Kendati demikain, aktivis 1998, yang kini politisi Partai Demokrasi Indonesia Perjuangan (PDI-P), Budiman Sudjatmiko, mengatakan, Indonesia tidak sedang menuju kondisi otoriter. Ia meyakini Indonesia tidak mungkin kembali ke kondisi kediktatoran.
”Saat ini tidak ada satu aktor politik pun yang mau untuk itu. Baik individu sipil maupun TNI, tidak ada. Sebab, dengan menjadi otoriter itu justru akan membuat mereka terisolasi. Kita tidak akan menjadi seperti Korea Utara atau Burma (Myanmar),” katanya.
Spirit reformasi terdiri dari tiga gagasan besar yang sama-sama harus terus dijaga dan dihidupi. Tiga gagasan itu ialah kebebasan, keadilan sosial dan kesetaraan, serta kemajuan. Ketiganya mesti mengiringi langkah bangsa ini menuju cita-cita reformasi.
Namun, Budiman mengakui adanya sejumlah sinyal kemunduran dalam demokratisasi, antara lain dengan adanya kecenderungan jabatan-jabatan sipil yang tidak dipercayakan lagi kepada sipil. ”Ini kritik saya lagi kepada pemerintah. Kalau orang sipilnya buruk, bukan berarti haknya diberikan kepada tentara dan polisi aktif. Jangan sampai kita mau membunuh tikus, lalu rumahnya yang dibakar,” ujarnya.
Menurut Budiman, yang harus diperbaiki ialah mekanisme seleksi dan rekrutmen jabatan-jabatan publik secara benar. Sumber daya-sumber daya di birokrasi pun harus dioptimalkan karena banyak orang berkualitas yang masuk ke dalam birokrasi.
Spirit reformasi, menurut Budiman, terdiri atas tiga gagasan besar yang sama-sama harus terus dijaga dan dihidupi.

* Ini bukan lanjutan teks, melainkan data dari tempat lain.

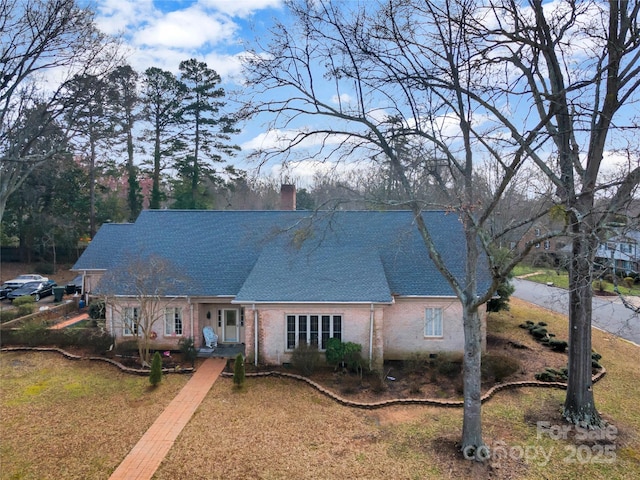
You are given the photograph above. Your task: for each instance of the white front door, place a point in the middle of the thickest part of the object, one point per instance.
(230, 326)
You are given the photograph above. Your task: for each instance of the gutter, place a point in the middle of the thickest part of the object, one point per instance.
(255, 335)
(371, 324)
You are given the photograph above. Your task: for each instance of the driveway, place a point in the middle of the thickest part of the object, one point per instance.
(609, 314)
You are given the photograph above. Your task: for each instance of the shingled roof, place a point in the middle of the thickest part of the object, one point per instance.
(288, 256)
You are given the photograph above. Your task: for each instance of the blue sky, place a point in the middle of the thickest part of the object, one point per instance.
(162, 33)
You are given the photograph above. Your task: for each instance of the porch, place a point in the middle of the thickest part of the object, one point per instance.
(223, 350)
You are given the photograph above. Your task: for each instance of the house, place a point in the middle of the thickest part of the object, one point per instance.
(272, 279)
(619, 253)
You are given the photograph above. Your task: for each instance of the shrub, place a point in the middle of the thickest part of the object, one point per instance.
(558, 345)
(552, 375)
(352, 356)
(97, 309)
(376, 382)
(334, 352)
(34, 333)
(305, 358)
(188, 350)
(539, 332)
(498, 367)
(155, 376)
(501, 302)
(238, 371)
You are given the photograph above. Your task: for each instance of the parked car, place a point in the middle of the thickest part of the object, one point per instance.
(4, 291)
(35, 289)
(21, 280)
(74, 286)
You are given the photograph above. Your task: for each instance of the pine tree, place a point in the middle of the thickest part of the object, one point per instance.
(155, 377)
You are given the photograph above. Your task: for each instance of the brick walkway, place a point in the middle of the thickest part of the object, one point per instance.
(145, 458)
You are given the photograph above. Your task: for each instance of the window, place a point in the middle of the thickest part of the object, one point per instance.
(312, 330)
(433, 322)
(173, 321)
(131, 317)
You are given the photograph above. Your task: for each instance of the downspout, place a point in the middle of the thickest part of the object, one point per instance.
(371, 315)
(255, 335)
(191, 313)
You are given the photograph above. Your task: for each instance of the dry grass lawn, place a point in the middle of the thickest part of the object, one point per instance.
(73, 420)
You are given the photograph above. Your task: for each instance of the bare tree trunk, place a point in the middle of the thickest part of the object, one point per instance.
(472, 443)
(579, 406)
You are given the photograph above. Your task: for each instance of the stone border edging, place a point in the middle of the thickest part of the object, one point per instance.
(71, 356)
(343, 401)
(416, 401)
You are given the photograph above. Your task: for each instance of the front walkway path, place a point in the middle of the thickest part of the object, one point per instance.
(145, 458)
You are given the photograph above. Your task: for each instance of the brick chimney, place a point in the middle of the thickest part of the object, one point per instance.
(288, 197)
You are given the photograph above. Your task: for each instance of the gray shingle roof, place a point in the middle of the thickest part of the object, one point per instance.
(288, 256)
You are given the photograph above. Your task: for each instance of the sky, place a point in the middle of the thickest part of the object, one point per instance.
(162, 33)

Tiga gagasan itu ialah kebebasan, keadilan sosial dan kesetaraan, serta kemajuan. Ketiganya mesti mengiringi langkah bangsa ini menuju cita-cita reformasi.

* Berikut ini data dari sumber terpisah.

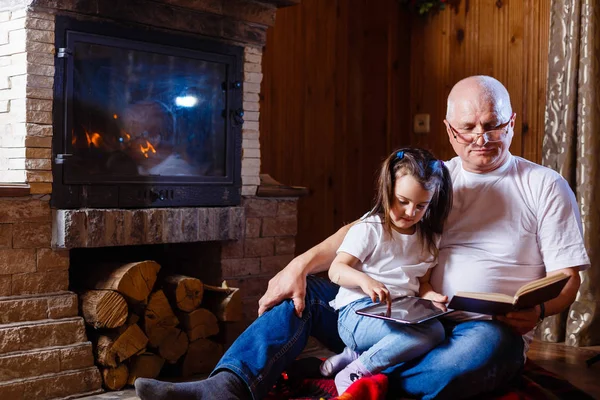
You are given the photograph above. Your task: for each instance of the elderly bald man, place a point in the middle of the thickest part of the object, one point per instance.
(512, 221)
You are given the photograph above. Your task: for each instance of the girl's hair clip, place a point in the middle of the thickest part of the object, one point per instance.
(436, 164)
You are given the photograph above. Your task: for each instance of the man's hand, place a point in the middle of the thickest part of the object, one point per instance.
(289, 283)
(521, 321)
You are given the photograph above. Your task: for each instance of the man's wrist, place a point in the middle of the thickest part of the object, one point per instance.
(542, 312)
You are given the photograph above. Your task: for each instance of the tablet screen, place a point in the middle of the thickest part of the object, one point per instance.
(406, 310)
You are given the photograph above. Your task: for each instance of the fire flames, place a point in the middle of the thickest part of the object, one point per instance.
(123, 142)
(145, 150)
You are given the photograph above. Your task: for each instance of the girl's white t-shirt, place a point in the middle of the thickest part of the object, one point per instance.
(397, 261)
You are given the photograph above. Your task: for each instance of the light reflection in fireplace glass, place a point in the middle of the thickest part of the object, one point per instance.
(138, 113)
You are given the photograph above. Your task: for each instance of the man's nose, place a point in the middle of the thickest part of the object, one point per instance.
(481, 139)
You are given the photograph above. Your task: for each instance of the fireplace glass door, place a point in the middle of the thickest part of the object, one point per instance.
(148, 116)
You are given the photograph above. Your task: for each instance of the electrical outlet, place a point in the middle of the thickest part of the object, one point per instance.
(421, 123)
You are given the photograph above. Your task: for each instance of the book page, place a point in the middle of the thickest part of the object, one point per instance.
(545, 281)
(502, 298)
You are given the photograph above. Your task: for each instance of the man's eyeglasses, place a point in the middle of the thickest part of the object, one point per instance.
(493, 135)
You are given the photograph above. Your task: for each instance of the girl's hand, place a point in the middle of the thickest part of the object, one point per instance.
(375, 289)
(434, 296)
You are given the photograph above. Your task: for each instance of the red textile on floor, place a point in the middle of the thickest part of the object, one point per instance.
(370, 388)
(304, 382)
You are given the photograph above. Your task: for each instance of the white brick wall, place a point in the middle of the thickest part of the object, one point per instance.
(250, 132)
(26, 80)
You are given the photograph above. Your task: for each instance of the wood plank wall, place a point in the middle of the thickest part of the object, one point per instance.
(507, 39)
(333, 103)
(343, 79)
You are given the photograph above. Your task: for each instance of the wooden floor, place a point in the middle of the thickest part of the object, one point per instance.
(565, 361)
(569, 363)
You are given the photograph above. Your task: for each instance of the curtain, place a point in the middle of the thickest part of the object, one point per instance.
(571, 146)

”Reformasi itu isunya bukan sekadar isu kebebasan. Isu kebebasan sudah kita raih tahun 1998 dari tangan militer ke spirit demokrasi. Misalnya, kebebasan rakyat memilih pemimpinnya dan mengikuti organisasi. Setelah kebebasan, kita harus mendorong isu reformasi yang lebih substantif, yakni demokratisasi yang lebih susbtantif, tidak prosedural, demi keadilan sosial dan kesetaraan,” katanya.